The UB team’s research was published in the Journal of Infectious Diseases and highlighted in a Scientific American article.

Protein Spurs Immune Response to STD

Michael W. Russell, PhD, professor of microbiology and immunology, became intrigued with the anti-cancer therapy while he and his colleagues were considering how to modify the immune response to gonococcal infection.

Such infections seem to inhibit specific adaptive immune responses, he says, which is one of the reasons why people can become reinfected.

“Gonococcal infection very cleverly controls the immune system, inducing responses the bacterium can fight and suppressing the responses it cannot fight,” explains Russell, the paper’s senior author.

NanoCap, the sustained release nanoparticle treatment that Egilmez developed, uses Interleukin-12, a protein that helps stimulate an immune response against tumors that normally suppress immunity.

“We had the idea that these IL-12 microspheres being used against tumors could be used to generate an immune response against gonococcal infection as well,” Russell says.

“The research proves they can.”

Converting Infection Into ‘Live Vaccine’

When the IL-12 microspheres were administered intravaginally in mice, they developed antibodies specific to N. gonorrhoeae, and the infection cleared within days.

A month later, attempts to reinfect the mice with the bacterium failed, demonstrating that they had retained the ability to fight reinfection.

“With this treatment, we have reversed the immunosuppression that gonococcal infection normally causes and allowed an effective immune response to develop,” Russell says.

“It could be argued that when the IL-12 microspheres are administered this way, they serve as an adjuvant that, in effect, converts the gonococcal infection into a live vaccine, thus essentially vaccinating the very population at risk for repeat infections.”

Russell and his colleagues plan to see if immunity can last longer than a month in mice and, ultimately, test the treatment in humans.

Implications for Other Infectious Diseases

Because the new treatment circumvents the development of antibiotic resistance by the bacterium responsible for gonorrhea, it also may lead to new ways to develop non-resistant treatments for other infectious diseases, Russell says.

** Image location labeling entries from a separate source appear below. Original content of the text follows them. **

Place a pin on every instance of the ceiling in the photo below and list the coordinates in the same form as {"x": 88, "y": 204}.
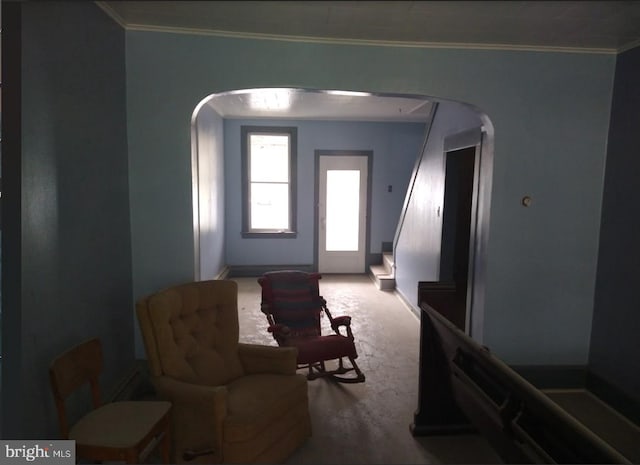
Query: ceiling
{"x": 583, "y": 26}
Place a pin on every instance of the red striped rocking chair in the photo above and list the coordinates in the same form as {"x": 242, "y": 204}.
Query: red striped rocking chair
{"x": 293, "y": 306}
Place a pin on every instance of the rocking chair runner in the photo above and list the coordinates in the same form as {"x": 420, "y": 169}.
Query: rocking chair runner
{"x": 293, "y": 305}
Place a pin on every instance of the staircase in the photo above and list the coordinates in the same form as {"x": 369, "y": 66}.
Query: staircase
{"x": 384, "y": 275}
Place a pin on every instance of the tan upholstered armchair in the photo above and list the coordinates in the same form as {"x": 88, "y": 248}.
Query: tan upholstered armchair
{"x": 232, "y": 402}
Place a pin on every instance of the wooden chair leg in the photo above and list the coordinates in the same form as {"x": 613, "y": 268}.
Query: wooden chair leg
{"x": 165, "y": 445}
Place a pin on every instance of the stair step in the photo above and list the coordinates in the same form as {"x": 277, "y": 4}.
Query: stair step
{"x": 384, "y": 280}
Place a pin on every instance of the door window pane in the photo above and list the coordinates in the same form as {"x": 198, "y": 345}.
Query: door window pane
{"x": 342, "y": 203}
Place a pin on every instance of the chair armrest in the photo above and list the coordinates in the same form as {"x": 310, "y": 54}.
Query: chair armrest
{"x": 279, "y": 330}
{"x": 258, "y": 358}
{"x": 344, "y": 320}
{"x": 197, "y": 415}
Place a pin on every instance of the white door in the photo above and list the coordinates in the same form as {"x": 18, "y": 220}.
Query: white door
{"x": 342, "y": 213}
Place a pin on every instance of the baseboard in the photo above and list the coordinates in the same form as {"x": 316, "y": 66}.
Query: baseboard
{"x": 134, "y": 385}
{"x": 243, "y": 271}
{"x": 554, "y": 376}
{"x": 224, "y": 273}
{"x": 614, "y": 397}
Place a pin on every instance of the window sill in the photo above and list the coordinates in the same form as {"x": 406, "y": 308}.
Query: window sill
{"x": 270, "y": 235}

“If we can use this method to teach the immune system to generate the right kind of response to other recalcitrant infections, we could have a new approach to treat a range of infectious diseases without stimulating drug resistance.”

The UB team’s findings comes at a time when the World Health Organization is warning that soaring drug resistance could cause a global gonorrhea crisis.

Every year, more than 100 million new gonococcal infections occur worldwide.

People with gonorrhea may have no symptoms, but the sexually transmitted disease can cause painful urination in men and, in women, pelvic inflammatory disease, which can lead to ectopic pregnancy and infertility.

Developing Treatment at Buffalo Biotech Company

Through TherapyX Inc.—an early stage Buffalo biotech company that Egilmez co-founded to commercialize NanoCap and other drug formulations—the UB researchers have received a $300,000 Small Business Innovation Research grant to develop the gonorrhea treatment.

UB’s Office for Science, Technology Transfer and Economic Outreach has filed for patent protection.

Study Funded by National, Local Grants

Egilmez co-authored the paper for the Journal of Infectious Diseases. First author was Yingru Liu, MD, PhD, research assistant professor in microbiology and immunology and a principal investigator at TherapyX.

The National Institute of Allergy and Infectious Diseases and the John R. Oishei Foundation of Buffalo funded the study.